Respiration in PlantsNEET Botany · Class 11 · NCERT Chapter 14

Respiration in Plants is a Medium to High Weightage chapter with 3 to 5 questions in most NEET exams. Questions focus on glycolysis intermediates and net ATP, the link reaction, Krebs cycle products per turn, the electron transport chain (Complex I, II, III, IV and ATP synthase), ATP yield per glucose (NCERT 38 ATP), fermentation pathways (alcoholic and lactic acid), respiratory quotient (RQ) values, and the amphibolic nature of the respiratory pathway. Master each phase quantitatively for a strong NEET score.

Glycolysis takes place in the cytoplasm. It does not need oxygen and breaks one glucose (6C) into two pyruvate (3C). Net products per glucose: 2 ATP and 2 NADH. The Krebs cycle (TCA cycle) takes place in the mitochondrial matrix. It needs oxygen indirectly (because the ETC must run to keep the cycle going). It oxidises acetyl CoA (2C) to 2 CO2. Per turn it produces 3 NADH, 1 FADH2, and 1 GTP (or ATP). Per glucose, 2 turns of the Krebs cycle produce 6 NADH, 2 FADH2, 2 ATP, and 4 CO2.

According to NCERT (theoretical maximum): 38 ATP per glucose. The breakdown is: glycolysis gives 2 ATP (net) + 2 NADH; the link reaction gives 2 NADH (1 per pyruvate, 2 pyruvates per glucose); the Krebs cycle gives 2 ATP + 6 NADH + 2 FADH2. Total reduced coenzymes: 10 NADH + 2 FADH2. Each NADH yields 3 ATP and each FADH2 yields 2 ATP via the ETC and oxidative phosphorylation, giving 30 + 4 = 34 ATP from oxidative phosphorylation. Total: 2 (glycolysis) + 2 (Krebs GTP) + 34 (ETC) = 38 ATP. The actual yield in modern biochemistry is around 30-32 ATP because of proton leak and the cost of the malate-aspartate shuttle, but NEET expects the NCERT value of 38.

Aerobic respiration uses oxygen as the final electron acceptor. It completely oxidises glucose to CO2 and H2O, takes place in the cytoplasm + mitochondria, and yields 38 ATP per glucose (NCERT). It involves glycolysis + link reaction + Krebs cycle + ETC. Fermentation does not use oxygen. It is incomplete oxidation. It takes place entirely in the cytoplasm. The only ATP produced is the 2 ATP from glycolysis.

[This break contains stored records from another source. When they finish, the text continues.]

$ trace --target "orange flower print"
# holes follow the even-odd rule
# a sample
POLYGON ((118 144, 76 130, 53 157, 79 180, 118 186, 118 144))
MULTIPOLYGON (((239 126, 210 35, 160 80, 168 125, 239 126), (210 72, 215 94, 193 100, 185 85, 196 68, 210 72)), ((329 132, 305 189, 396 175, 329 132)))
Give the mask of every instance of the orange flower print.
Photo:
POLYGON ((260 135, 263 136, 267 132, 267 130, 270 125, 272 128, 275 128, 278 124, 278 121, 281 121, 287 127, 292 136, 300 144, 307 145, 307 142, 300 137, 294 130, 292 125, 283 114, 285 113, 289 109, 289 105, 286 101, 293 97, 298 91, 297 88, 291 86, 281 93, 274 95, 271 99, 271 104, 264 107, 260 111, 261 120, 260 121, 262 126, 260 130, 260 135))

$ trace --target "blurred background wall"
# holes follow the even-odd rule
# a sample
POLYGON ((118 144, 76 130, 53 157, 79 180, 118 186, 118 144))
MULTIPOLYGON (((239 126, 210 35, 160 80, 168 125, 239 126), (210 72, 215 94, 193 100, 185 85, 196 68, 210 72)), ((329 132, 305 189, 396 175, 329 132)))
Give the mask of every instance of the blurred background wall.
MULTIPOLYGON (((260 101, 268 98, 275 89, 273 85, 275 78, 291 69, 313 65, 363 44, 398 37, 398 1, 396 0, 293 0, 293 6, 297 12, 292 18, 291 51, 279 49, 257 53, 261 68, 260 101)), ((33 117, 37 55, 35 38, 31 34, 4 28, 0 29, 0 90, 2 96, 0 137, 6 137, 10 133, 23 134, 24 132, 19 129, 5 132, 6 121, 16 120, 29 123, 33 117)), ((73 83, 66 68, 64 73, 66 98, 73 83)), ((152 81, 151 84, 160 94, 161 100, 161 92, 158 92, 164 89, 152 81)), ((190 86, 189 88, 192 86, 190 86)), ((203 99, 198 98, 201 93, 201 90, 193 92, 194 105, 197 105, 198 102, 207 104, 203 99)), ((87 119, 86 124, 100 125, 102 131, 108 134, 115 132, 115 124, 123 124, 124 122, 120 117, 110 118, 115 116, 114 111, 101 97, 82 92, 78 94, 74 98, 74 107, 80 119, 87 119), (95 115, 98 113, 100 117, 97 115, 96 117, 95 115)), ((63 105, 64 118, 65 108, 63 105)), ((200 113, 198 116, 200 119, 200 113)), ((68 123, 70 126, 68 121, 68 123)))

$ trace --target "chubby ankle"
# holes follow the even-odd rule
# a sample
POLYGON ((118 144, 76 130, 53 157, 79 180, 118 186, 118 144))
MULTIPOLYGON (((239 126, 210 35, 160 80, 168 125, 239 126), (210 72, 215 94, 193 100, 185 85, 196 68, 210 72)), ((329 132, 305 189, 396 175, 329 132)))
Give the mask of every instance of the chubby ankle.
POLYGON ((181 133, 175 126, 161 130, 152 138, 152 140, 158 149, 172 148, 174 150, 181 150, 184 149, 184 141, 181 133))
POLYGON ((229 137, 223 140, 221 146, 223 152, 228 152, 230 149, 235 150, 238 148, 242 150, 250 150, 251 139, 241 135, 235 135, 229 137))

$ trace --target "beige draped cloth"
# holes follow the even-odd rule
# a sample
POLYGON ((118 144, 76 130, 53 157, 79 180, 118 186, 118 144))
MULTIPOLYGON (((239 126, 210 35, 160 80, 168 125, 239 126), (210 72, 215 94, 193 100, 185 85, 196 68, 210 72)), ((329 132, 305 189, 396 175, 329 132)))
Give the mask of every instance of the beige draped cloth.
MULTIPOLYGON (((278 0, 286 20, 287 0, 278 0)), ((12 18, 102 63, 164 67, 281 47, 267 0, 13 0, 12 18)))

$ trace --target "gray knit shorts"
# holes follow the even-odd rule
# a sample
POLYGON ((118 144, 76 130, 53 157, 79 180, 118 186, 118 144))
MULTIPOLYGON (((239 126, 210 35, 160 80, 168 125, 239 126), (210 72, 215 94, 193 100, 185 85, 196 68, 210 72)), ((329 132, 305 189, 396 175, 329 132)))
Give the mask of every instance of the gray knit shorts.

The pyruvate is converted to ethanol + CO2 (alcoholic fermentation in yeast like Saccharomyces) or to lactate (lactic acid fermentation in muscles under O2 stress and in Lactobacillus). The point of fermentation is to regenerate NAD+ so that glycolysis can continue.

The respiratory quotient (RQ) is the ratio of carbon dioxide produced to oxygen consumed during respiration: RQ = volume of CO2 evolved / volume of O2 consumed. Standard NEET values: carbohydrates (such as glucose) RQ = 1.0; fats (such as tripalmitin) RQ ≈ 0.7; proteins RQ ≈ 0.9; organic acids (such as malic acid) RQ > 1.0 (typically 1.33 for malic acid); anaerobic respiration RQ = infinity (CO2 is produced but no O2 is consumed). The RQ depends on the substrate being respired. Pure water-loving fatty substrates have lower RQ because they need more oxygen to oxidise.

A pathway is amphibolic when it serves both catabolic (breakdown) and anabolic (synthesis) roles. The respiratory pathway is amphibolic because its intermediates are not just energy currency; they are also building blocks for biosynthesis. For example: acetyl CoA is the precursor for fatty acids, sterols, and ketone bodies; alpha-ketoglutarate gives rise to glutamate and other amino acids; oxaloacetate gives rise to aspartate and other amino acids; pyruvate gives rise to alanine. So the same pathway that breaks down glucose to release energy can also be tapped at any intermediate to build up other biomolecules. Respiration is therefore catabolic and anabolic, hence amphibolic.

Glycolysis occurs in the cytoplasm (cytosol). Link reaction (pyruvate dehydrogenase complex) occurs in the mitochondrial matrix. Krebs cycle (TCA cycle) occurs in the mitochondrial matrix. Electron transport chain and oxidative phosphorylation (ATP synthase) occur on the inner mitochondrial membrane (cristae). Glycolysis is the only phase that does not require mitochondria, which is why anaerobic organisms (those without mitochondria) can still do glycolysis but not the later phases. The inner mitochondrial membrane is folded into cristae to provide a large surface area for the electron transport chain and ATP synthase.